It's not new information that artists, publishers and labels miss out on revenue due to such failings and threats in the music world as piracy and agreements that do not keep up with the fast paced advances of technology. With more direct to consumer streaming services at reasonable subscription fees, piracy has waned somewhat. However, a new practice whereby streamed content is being converted into downloadable files has surfaced. In the US, a federal judge halted the activity of 'free' music site Mp3skull.com and awarded damages of about $22 million to affected music companies that had sued. Not too long after this, the stream ripping site Mp3skull.onl emerged.
Since the year 2000, the apex of the music industry, it has lost 60% of its value and in the last 5 years has seen little to no growth. Streaming services were meant to be the way forward, improving this bleak outlook, but with this new form of piracy the music industry seems to be faced with yet another impediment.
It's not all doom and gloom, websites such as YouTube are making dynamic changes to address these issues faced by the music industry.

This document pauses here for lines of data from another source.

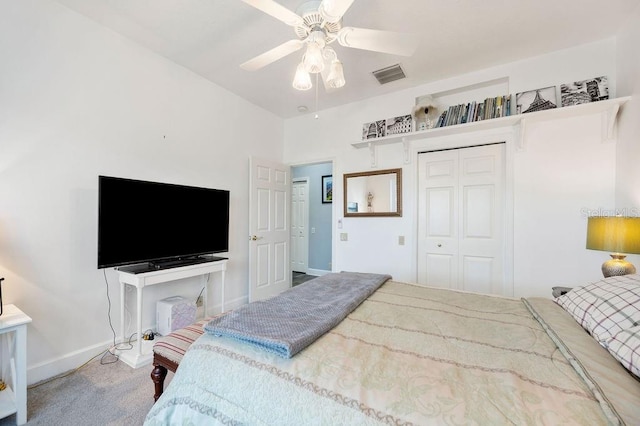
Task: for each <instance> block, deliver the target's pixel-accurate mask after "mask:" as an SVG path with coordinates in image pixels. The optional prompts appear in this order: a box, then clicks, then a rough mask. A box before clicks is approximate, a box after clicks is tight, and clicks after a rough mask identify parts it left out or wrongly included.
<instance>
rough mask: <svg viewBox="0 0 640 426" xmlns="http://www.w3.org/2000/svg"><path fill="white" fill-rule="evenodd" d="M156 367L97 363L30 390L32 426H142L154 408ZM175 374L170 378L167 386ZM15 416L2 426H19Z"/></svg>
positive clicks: (90, 364)
mask: <svg viewBox="0 0 640 426" xmlns="http://www.w3.org/2000/svg"><path fill="white" fill-rule="evenodd" d="M152 368H153V367H152V366H151V365H148V366H144V367H140V368H138V369H133V368H131V367H129V366H127V365H126V364H124V363H123V362H121V361H118V362H116V363H114V364H106V365H101V364H100V360H99V359H96V360H94V361H92V362H91V363H89V364H87V365H86V366H85V367H83V368H81V369H80V370H79V371H77V372H75V373H72V374H71V375H69V376H67V377H63V378H59V379H55V380H53V381H51V382H48V383H44V384H41V385H39V386H36V387H31V388H30V389H28V390H27V424H28V425H65V426H66V425H74V426H75V425H78V426H79V425H127V426H129V425H141V424H142V423H143V422H144V418H145V416H146V414H147V412H148V411H149V410H150V409H151V406H152V405H153V393H154V389H153V382H152V381H151V378H150V377H149V374H150V373H151V370H152ZM172 376H173V373H171V372H169V374H168V375H167V380H166V384H168V383H169V382H170V381H171V377H172ZM15 421H16V420H15V415H12V416H9V417H6V418H4V419H2V420H0V426H5V425H15V424H16V423H15Z"/></svg>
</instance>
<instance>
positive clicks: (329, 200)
mask: <svg viewBox="0 0 640 426" xmlns="http://www.w3.org/2000/svg"><path fill="white" fill-rule="evenodd" d="M332 201H333V175H325V176H322V202H323V203H331V202H332Z"/></svg>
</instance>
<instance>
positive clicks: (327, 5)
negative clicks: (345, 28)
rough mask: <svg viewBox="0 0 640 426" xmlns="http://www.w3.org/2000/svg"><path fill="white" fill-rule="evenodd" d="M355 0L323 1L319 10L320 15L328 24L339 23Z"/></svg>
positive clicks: (331, 0) (318, 7)
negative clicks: (340, 19) (323, 18)
mask: <svg viewBox="0 0 640 426" xmlns="http://www.w3.org/2000/svg"><path fill="white" fill-rule="evenodd" d="M353 2H354V0H322V3H320V7H318V10H319V11H320V15H322V17H323V18H324V19H325V21H328V22H331V23H333V22H338V21H339V20H340V19H342V17H343V16H344V14H345V13H346V12H347V10H348V9H349V8H350V7H351V5H352V4H353Z"/></svg>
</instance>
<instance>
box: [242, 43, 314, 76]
mask: <svg viewBox="0 0 640 426" xmlns="http://www.w3.org/2000/svg"><path fill="white" fill-rule="evenodd" d="M302 46H304V41H302V40H289V41H287V42H285V43H282V44H281V45H280V46H277V47H274V48H273V49H271V50H269V51H267V52H264V53H263V54H262V55H258V56H256V57H255V58H253V59H249V60H248V61H247V62H245V63H244V64H242V65H240V68H242V69H244V70H247V71H256V70H259V69H260V68H262V67H264V66H267V65H269V64H270V63H272V62H275V61H277V60H278V59H282V58H284V57H285V56H287V55H289V54H291V53H293V52H295V51H297V50H300V49H301V48H302Z"/></svg>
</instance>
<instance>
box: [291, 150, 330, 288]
mask: <svg viewBox="0 0 640 426" xmlns="http://www.w3.org/2000/svg"><path fill="white" fill-rule="evenodd" d="M291 178H292V180H291V187H292V197H291V271H292V283H293V285H296V284H299V283H302V282H305V281H308V280H309V279H312V278H314V277H316V276H321V275H324V274H327V273H329V272H331V269H332V255H333V253H332V247H333V239H332V227H331V225H332V223H333V204H332V199H330V200H327V194H326V185H327V183H328V182H329V183H331V184H332V179H333V163H332V162H323V163H313V164H302V165H296V166H292V167H291ZM323 185H324V186H323ZM323 189H325V192H324V194H323ZM323 195H324V196H323Z"/></svg>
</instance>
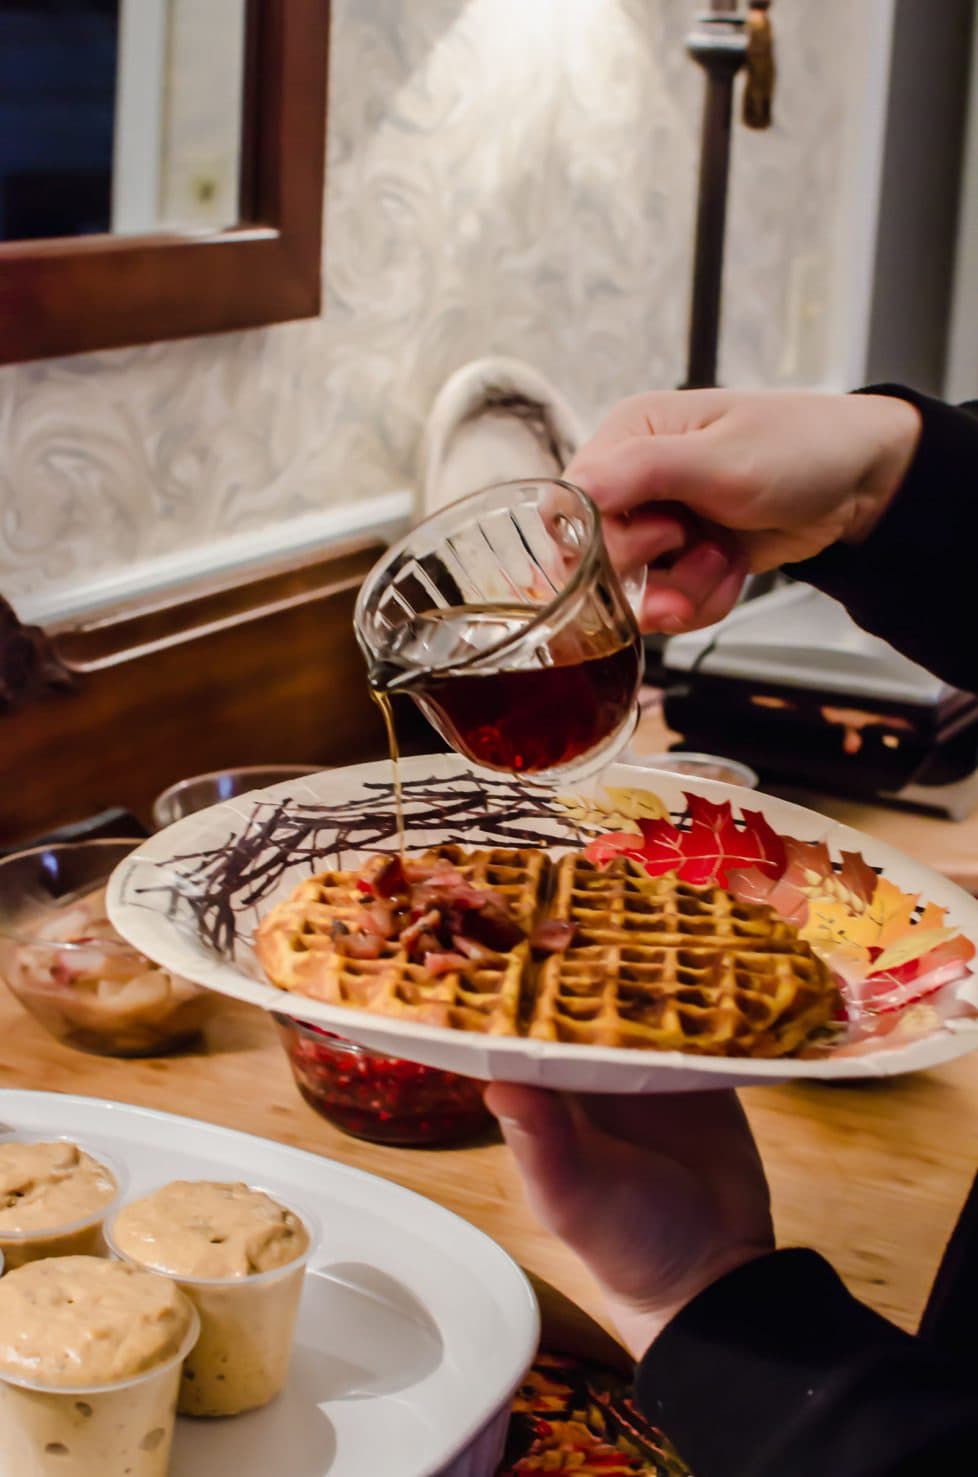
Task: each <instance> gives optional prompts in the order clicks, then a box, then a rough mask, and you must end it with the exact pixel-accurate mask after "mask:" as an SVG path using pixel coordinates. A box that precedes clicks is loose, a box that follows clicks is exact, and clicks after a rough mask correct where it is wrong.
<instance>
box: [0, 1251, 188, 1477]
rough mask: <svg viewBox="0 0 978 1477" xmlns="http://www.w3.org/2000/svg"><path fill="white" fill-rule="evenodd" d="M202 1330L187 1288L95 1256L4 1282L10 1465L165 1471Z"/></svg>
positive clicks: (64, 1468)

YouTube's terms of services forbid users from downloading, reproducing and distributing its content without consent. They have recently instated former Warner Music Group CEO, Lyor Cohen, as its Global Head of Music. In a move to strengthen relations with record labels, he has implemented a three point plan; first, keeping up with the technological shifts to remove confusion and distrust; second, building on the current work of YouTube to reach more users and improve the service; and lastly, forging collaborative relationships between the music industry and the technologies determining the future of the business.